Meslay II: les oies et le renard (d’après La Fontaine)

Le dimanche à la grange de Meslay a des allures de garden-party. A condition qu’il ne pleuve pas et nous fûmes bénis des dieux. 3 concerts heureux ponctuent cette journée, mais dans un silence désormais troublant, le bestiaire de Meslay s’étant réduit comme peau de chagrin et voici pourquoi…

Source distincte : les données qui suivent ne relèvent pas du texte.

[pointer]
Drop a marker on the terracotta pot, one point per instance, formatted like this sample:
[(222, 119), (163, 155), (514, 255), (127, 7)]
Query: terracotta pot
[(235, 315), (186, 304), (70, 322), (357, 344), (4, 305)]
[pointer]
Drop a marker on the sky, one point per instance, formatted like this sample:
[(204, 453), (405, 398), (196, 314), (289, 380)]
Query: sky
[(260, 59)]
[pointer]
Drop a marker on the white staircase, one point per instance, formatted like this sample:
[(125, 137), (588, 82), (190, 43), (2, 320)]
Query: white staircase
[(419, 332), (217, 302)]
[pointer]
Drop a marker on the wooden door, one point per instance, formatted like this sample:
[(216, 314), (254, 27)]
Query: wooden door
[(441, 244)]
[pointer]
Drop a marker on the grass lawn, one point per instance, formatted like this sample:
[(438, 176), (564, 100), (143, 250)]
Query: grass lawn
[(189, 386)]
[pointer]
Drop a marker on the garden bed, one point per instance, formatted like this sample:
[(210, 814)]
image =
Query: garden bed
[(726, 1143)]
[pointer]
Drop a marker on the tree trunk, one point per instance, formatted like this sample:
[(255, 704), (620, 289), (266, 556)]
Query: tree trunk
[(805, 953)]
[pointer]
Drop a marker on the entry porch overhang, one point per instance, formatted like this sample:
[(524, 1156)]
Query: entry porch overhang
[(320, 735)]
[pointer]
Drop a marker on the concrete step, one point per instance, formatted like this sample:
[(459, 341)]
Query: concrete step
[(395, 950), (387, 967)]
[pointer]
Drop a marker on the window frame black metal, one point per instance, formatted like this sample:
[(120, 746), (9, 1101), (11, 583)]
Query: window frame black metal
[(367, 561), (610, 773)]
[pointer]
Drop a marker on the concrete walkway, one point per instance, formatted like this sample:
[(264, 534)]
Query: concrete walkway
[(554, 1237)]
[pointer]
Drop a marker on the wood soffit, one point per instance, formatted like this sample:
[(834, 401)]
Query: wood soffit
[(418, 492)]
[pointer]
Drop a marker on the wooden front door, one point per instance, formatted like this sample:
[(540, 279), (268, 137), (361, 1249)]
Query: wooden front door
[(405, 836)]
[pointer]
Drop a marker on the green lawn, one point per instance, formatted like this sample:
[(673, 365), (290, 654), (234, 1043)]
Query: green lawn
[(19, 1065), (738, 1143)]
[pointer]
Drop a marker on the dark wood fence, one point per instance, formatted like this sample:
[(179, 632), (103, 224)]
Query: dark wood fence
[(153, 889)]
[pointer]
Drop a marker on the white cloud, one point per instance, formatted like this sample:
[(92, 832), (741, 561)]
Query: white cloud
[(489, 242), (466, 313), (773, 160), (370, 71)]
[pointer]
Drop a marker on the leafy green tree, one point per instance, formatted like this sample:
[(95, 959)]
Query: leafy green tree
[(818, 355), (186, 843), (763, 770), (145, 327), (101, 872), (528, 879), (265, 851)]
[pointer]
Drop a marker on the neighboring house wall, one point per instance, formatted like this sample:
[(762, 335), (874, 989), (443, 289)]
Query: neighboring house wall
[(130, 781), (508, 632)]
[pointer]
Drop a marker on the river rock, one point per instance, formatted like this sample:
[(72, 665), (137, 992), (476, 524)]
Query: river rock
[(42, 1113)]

Eric Lu (pas loup) © Gérard Proust


Il y avait un coq appelé Allan (le coq Allan) qui a disparu depuis, de sa belle mort ou emporté par le destin des coqs; c’était la mascotte de Meslay. Il y avait peut-être quelques ânes, qui ont été muselés car le braiement d’un âne est incompatible avec un pianisssimo de Chopin, même si les murs de la grange sont épais. Mais voici la triste histoire survenue il y a quelques mois: trois oies vivant à Meslay ayant cacardé tout l’été dernier se trouvèrent fort dépourvues quand l’hiver fut venu. Car une couche de glace épaisse envahit l’étang, les privant d’aller nager pour échapper au prédateur voisin. Celui-ci, un renard de belle allure, ne sachant plonger mais sachant glisser, se précipita sur les malheureuses douillettement endormies dans leur pyjama de plumes et leur croqua le cou avant d’aller (sans doute, ayant au préalable enfilé ses patins, fit-il un triple salto de victoire) enterrer ces victimes d’excellente viande dans un repaire secret dont nous ignorons toujours où il se situe.

Il reste donc aujourd’hui quelques grenouilles qui acceptent de coasser par pleine lune. Les renards ne mangent pas les grenouilles. Mais un bestiaire réduit à deux grenouilles est tout de même de piteux niveau.

Arielle Beck © Gérard Proust

Cela ne troubla pas Arielle Beck. Enfin j’ai pu entendre la jeune prodige qui refuse, évidemment, qu’on l’appelle ainsi car cette jeune fille sérieuse, 17 ans à peine (ayant soufflé ses bougies à l’heure où le renard aiguisait ses quenottes), se considère comme une personne normale avec, par ailleurs, des préoccupations de son âge -se baigner dans une mer accueillante, hésiter entre deux teintes de blush, passer son bac avec deux ans d’avance- ou peut-être pas tout à fait.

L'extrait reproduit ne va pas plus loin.